The issue to be determined is not whether Mr Djokovic is a risk to the health, safety or good order of the Australian community; rather it is whether the Minister was satisfied that his presence might be such a risk.  The Minister considered that Mr DJOKOVIC’s presence in Australia may pose a health risk to the Australian community, in that his presence in Australia may foster anti-vaccination sentiment leading to: 

(a) other unvaccinated persons refusing to become vaccinated,

(b) other unvaccinated persons being reinforced in their existing view not to become vaccinated, and/or

(c) a reduction in the uptake of booster vaccines. 

It was further considered that behaviour by influential persons and role models, which demonstrates a failure to comply with, or a disregard of, public health measures has the potential to undermine the efficacy and consistency of the Australian Government’s and State and Territory Governments’ management of the evolving COVID-19 pandemic. 

Djokovic v Minister for Immigration, Citizenship, Migrant Services and Multicultural Affairs [2022] FCAFC 3 (16 January 2022)

3rd Analysis - Case 3:

The applicant sought to contend that the second decision, purportedly made under s 133C(3) of the Migration Act, is tainted by material jurisdictional error and should be quashed.

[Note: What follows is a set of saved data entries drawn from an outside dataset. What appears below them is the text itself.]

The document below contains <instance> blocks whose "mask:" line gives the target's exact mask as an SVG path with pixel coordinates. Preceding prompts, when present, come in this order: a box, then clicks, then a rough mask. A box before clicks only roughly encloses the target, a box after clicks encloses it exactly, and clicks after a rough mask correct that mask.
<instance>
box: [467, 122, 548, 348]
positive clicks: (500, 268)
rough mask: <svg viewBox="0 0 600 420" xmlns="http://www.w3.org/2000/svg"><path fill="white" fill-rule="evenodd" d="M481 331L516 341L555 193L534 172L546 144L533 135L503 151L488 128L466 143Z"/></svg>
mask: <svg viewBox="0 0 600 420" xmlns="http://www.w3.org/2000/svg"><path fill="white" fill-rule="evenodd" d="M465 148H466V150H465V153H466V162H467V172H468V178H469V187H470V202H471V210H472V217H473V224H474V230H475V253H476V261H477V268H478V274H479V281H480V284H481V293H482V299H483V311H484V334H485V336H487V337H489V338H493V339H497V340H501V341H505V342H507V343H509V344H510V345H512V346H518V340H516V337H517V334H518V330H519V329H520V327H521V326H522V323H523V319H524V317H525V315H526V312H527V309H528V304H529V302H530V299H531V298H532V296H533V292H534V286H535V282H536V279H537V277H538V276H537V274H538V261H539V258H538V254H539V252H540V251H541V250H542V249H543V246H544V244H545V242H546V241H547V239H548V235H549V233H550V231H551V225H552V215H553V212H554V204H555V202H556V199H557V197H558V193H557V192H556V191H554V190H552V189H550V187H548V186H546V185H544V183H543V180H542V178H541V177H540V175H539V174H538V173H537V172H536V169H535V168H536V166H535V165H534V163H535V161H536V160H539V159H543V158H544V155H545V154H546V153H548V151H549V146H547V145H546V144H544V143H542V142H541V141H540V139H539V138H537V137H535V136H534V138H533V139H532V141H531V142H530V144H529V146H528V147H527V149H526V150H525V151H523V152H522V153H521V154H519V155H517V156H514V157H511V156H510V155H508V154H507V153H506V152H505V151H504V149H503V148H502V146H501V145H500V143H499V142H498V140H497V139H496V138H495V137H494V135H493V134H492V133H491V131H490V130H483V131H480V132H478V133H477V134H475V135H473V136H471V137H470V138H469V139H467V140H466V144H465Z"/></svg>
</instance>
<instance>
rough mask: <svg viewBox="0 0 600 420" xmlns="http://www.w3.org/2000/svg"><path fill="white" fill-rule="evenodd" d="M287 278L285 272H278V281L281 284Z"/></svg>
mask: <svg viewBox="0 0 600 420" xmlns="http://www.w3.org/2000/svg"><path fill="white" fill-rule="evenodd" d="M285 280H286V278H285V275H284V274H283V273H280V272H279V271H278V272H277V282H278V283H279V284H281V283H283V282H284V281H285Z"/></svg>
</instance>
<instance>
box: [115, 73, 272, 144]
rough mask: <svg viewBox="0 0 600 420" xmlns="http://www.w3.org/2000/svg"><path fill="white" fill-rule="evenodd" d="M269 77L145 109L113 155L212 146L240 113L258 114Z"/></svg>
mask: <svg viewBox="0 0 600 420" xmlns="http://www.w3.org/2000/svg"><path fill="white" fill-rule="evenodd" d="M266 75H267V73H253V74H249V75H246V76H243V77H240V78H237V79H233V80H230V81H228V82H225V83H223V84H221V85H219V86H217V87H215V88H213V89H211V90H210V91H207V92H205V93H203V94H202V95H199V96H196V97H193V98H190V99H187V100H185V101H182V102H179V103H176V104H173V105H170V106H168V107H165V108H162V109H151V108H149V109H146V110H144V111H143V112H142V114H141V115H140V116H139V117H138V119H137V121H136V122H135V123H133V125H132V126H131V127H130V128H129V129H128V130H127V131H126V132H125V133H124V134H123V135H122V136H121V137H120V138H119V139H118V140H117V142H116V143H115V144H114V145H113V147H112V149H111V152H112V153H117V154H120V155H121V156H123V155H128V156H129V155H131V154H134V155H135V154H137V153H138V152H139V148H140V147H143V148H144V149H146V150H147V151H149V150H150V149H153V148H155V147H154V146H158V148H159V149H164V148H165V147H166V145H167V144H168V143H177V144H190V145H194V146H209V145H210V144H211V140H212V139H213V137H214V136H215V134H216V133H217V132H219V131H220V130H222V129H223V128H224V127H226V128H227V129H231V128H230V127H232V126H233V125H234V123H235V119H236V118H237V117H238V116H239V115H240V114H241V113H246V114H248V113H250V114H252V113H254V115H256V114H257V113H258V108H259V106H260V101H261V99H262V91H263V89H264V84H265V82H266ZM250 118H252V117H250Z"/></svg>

The Minister did not consider the question of whether the cancellation and consequent detention and forcible removal of Mr Djokovic—being a person who the Minister recognised as a talisman of a community of anti‑vaccination sentiment —on the basis of a few lines of text he said about two years ago may also foster anti‑vaccination sentiment, and if so the significance of that to the assessment of public interest and the exercise of discretion.  The Minister cited no evidence that supported his finding that Mr Djokovic’s presence in Australia may “foster anti-vaccination sentiment’.

There was no issue but that Mr Djokovic was not, by January 2022, vaccinated and therefore it was plainly open to the Minister to infer that Mr Djokovic had for over a year chosen not to be vaccinated since vaccines became available. 

That he had a reason not to have a vaccination at the time of the decision in January 2022, apparently having contracted COVID‑19 on or about 16 December 2021, did not say anything as to the position for the many months from the availability of vaccines to December 2021. 

It was plainly open to the Minister to infer that Mr Djokovic had chosen not to be vaccinated because he was opposed to vaccination or did not wish to be vaccinated.  Whilst the Minister had not asked Mr Djokovic about his present attitude to vaccines that only meant that there was no express statement to the contrary of what could be inferred to be his attitude up to January 2022. 

While there was no evidence that Mr Djokovic had urged people not to be vaccinated, it was open to infer that it was perceived by the public that Mr Djokovic was not in favour of vaccinations.  There was material before the Minister and to which he referred in the reasons that anti‑vaccination groups had portrayed Mr Djokovic as a hero and an icon of freedom of choice in relation to being vaccinated.  

The Minister reached that state of satisfaction on grounds that cannot be said to be irrational or illogical or not based on relevant material.

The decision to cancel the Visa of Mr Djokavic stands.